MOBITEKNO – Siapa saja yang sering mengakses berita atau social media di Internet beberapa hari ini mungkin penasaran kenapa banyak orang yang membicarakan game mobile Pokémon Go yang tersedia bagi pengguna mobile device iOS dan Android.
Game yang baru diluncurkan di beberapa negara saja ini (AS, Australia, Selandia Baru) berhasil menarik perhatian jutaan penggunanya (disebut trainer) yang ingin bernostalgia masa kecilnya (pertengahan 90-an hingga 2000-an awal) dan penasaran mencoba teknologi AR (augmented reality) yang dikemas ke dalam game tersebut.

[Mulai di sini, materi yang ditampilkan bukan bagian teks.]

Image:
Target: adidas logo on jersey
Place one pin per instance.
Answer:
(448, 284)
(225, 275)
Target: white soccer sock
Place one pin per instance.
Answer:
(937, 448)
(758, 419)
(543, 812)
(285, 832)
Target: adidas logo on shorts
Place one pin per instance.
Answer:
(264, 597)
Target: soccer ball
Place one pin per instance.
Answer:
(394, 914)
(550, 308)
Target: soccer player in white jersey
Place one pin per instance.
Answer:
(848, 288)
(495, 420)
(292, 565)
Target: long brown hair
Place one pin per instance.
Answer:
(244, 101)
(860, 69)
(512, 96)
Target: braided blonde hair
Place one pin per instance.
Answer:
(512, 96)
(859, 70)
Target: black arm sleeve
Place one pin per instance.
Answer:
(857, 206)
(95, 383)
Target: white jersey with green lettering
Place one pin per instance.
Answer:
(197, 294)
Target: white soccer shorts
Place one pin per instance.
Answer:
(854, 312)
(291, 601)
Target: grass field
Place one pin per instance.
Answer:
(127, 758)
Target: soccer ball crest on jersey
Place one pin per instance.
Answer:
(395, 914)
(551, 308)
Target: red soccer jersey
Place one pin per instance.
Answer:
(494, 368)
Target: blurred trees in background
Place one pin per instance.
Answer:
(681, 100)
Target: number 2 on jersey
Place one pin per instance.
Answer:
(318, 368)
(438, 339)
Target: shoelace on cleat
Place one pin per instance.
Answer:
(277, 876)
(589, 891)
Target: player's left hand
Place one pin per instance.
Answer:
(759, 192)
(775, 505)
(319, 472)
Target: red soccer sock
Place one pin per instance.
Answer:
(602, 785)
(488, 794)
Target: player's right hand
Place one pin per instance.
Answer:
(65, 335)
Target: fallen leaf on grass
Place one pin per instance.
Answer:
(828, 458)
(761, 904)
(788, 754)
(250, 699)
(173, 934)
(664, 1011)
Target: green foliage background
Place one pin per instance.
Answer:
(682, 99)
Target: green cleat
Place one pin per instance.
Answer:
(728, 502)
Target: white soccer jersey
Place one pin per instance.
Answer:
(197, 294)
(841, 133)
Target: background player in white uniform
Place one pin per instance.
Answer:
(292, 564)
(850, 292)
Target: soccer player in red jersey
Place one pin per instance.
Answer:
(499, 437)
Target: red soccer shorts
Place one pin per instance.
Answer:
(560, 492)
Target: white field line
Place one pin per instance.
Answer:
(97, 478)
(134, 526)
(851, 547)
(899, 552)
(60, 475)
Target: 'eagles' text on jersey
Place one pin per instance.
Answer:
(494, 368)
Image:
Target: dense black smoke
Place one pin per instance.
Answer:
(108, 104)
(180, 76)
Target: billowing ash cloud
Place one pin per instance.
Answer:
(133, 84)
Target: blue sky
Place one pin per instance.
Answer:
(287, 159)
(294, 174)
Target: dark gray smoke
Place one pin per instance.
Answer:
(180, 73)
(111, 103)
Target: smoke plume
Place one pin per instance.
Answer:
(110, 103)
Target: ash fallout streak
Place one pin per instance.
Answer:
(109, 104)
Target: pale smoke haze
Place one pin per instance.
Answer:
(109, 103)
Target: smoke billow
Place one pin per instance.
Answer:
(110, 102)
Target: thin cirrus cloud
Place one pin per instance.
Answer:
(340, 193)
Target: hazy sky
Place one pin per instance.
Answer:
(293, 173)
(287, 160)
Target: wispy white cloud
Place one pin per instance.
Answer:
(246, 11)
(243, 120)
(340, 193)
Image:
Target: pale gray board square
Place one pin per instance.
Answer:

Game Pokémon Go menggunakan AR agar para pengguna bisa menemukan Pokémon dengan dukungan peta GPS, kamera dan layar smartphone yang berada di lingkungan (nyata) sekitar mereka. Lingkungannya bisa beragam, baik di ruang keluarga, halaman, atau lokasi-lokasi publik yang telah ditentukan lainnya (disebut Pokéspot).
Tujuan utama dalam permainan Pokémon Go adalah menemukan, menangkap, melatih, dan mengadu makhluk/spesies Pokémon (saat ini sekitar 250 jenis Pokémon). Untuk menemukan makhluk, misalnya Pikachu atau Squirtle, yang berkeliaran tersebut, pengguna (pemain/player) Pokémon Go harus berkeliling dan secara acak menemukannya pada peta yang tampil di layar smartphone.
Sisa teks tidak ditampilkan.